How to control the size of a class to be a multiple of the size of a member?

408 Views Asked by At

I have the following class,

struct employee {
    std::string name;
    short salary;
    std::size_t age;
};

Just as an example, in Linux amd64, the size of the struct is 48 bytes, and the size of std::string is 32, that is, not a multiple.

Now, I need, in a cross-platform way, for employee to have a size that is a multiple of the size of std::string (first member).

(Cross-platform could mean, for example, both Linux amd64 and Apple ARM.)

That is, sizeof(employee) % sizeof(std::string) == 0.

I tried controlling the padding using alignas for the whole class or the members, but the requirement to be a power of 2 is too restrictive, it seems.

Then I tried to add a char array at the end. Still, I had two problems, first, what is the exact size of the array in different platforms at compile-time, and second not adding another member that can screw up the nice aggregate initialization of the class.

For the first, I do this:

struct employee_dummy {
    std::string name;
    short salary;
    std::size_t age;
};

struct employee {
    std::string name;
    short salary;
    std::size_t age;
    char padding[(sizeof(employee_dummy)/sizeof(std::string)+1)*sizeof(std::string) - sizeof(employee_dummy)];
};

Note the ugly dummy class, and I don't even know if the logic is correct.

For the second problem, I don't have a solution. I could do this, but then I would need to add a constructor, the class would not be an aggregate, etc.

struct employee {
    std::string name;
    short salary;
    std::size_t age;
 private:
    char padding[(sizeof(employee_dummy)/sizeof(std::string)+1)*sizeof(std::string) - sizeof(employee_dummy)];
};

How can I control the size of the struct with standard or non-standard mechanisms and keep the class as an aggregate?
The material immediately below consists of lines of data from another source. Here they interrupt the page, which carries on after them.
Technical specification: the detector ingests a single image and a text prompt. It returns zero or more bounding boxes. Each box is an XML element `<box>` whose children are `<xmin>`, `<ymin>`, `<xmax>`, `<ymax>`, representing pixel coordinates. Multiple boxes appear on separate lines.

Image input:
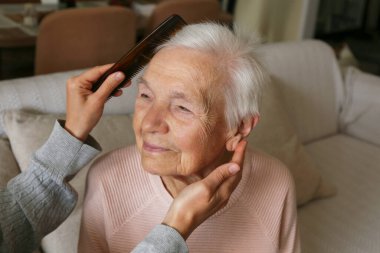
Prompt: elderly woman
<box><xmin>79</xmin><ymin>23</ymin><xmax>299</xmax><ymax>253</ymax></box>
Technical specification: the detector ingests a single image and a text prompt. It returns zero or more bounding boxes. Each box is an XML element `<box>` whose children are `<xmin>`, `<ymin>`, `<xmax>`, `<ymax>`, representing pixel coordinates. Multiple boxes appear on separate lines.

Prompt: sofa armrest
<box><xmin>0</xmin><ymin>138</ymin><xmax>20</xmax><ymax>188</ymax></box>
<box><xmin>340</xmin><ymin>67</ymin><xmax>380</xmax><ymax>146</ymax></box>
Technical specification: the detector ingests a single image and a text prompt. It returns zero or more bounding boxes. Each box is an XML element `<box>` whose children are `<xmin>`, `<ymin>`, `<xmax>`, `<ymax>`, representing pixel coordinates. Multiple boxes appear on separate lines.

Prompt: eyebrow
<box><xmin>137</xmin><ymin>76</ymin><xmax>194</xmax><ymax>104</ymax></box>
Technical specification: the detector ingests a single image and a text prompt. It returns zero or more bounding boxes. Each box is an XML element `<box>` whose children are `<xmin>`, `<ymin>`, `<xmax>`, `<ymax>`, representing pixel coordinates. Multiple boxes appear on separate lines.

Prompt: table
<box><xmin>0</xmin><ymin>1</ymin><xmax>108</xmax><ymax>80</ymax></box>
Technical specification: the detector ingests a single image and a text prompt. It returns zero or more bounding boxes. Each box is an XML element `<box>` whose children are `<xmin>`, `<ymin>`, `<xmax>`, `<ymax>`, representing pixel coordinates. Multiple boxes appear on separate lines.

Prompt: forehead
<box><xmin>144</xmin><ymin>47</ymin><xmax>223</xmax><ymax>100</ymax></box>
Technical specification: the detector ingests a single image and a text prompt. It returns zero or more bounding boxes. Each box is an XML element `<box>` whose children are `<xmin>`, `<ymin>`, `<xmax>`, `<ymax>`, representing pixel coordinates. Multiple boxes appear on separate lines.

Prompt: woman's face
<box><xmin>133</xmin><ymin>48</ymin><xmax>233</xmax><ymax>176</ymax></box>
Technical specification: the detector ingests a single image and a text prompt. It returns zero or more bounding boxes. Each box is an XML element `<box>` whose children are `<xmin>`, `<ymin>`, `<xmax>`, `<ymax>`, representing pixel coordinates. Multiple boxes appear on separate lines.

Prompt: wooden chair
<box><xmin>35</xmin><ymin>7</ymin><xmax>136</xmax><ymax>75</ymax></box>
<box><xmin>145</xmin><ymin>0</ymin><xmax>232</xmax><ymax>34</ymax></box>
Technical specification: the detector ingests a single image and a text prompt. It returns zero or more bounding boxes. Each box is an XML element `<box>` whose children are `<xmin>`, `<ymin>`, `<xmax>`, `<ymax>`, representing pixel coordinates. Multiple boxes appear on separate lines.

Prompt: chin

Here is a link to play with this problem empirically: https://cppinsights.io/s/f2fb5239


NOTE ADDED:

I realized that, if the technique to add padding is correct, the calculation is even more difficult because the dummy class might be already adding padding, so I have to take into account the offset of the last element instead.

In this example I want data to be a multiple of the first member (std::complex):

struct dummy {
    std::complex<double> a;
    double b;
    std::int64_t b2;
    int c;
};

struct data {
    std::complex<double> a;
    double b;
    std::int64_t b2;
    int c;
    char padding[ ((offsetof(dummy, c) + sizeof(c)) / sizeof(std::complex<double>) + 1)* sizeof(std::complex<double>) - (offsetof(dummy, c) + sizeof(c)) ];
};

Note the formula is even worse now.

4

There are 4 best solutions below

2
n. m. could be an AI On BEST ANSWER

Here is a standard-compliant, no ifs or buts, version.

template <template<std::size_t> class tmpl, std::size_t need_multiple_of>
struct adjust_padding
{
    template <std::size_t n>
    static constexpr std::size_t padding_size()
    {
        if constexpr (sizeof(tmpl<n>) % need_multiple_of == 0) return n;
        else return padding_size<n+1>();
    }

    using type = tmpl<padding_size<0>()>;
};

Use it like this:

template <std::size_t K>
struct need_strided
{
    double x;
    const char pad[K];
};

template <>
struct need_strided<0>
{
    double x;
};

using strided = adjust_padding<need_strided, 47>::type;

Now strided has a size that is a multiple of 47 (and of course is aligned correctly). On my computer it is 376.

You can make employee a template in this fashion:

template <std::size_t K>
struct employee { ...

or make it a member of a template (instead of double x):

template <std::size_t K>
struct employee_wrapper { 
   employee e;
   

and then use employee_wrapper as a vector element. But provide a specialization for 0 either way.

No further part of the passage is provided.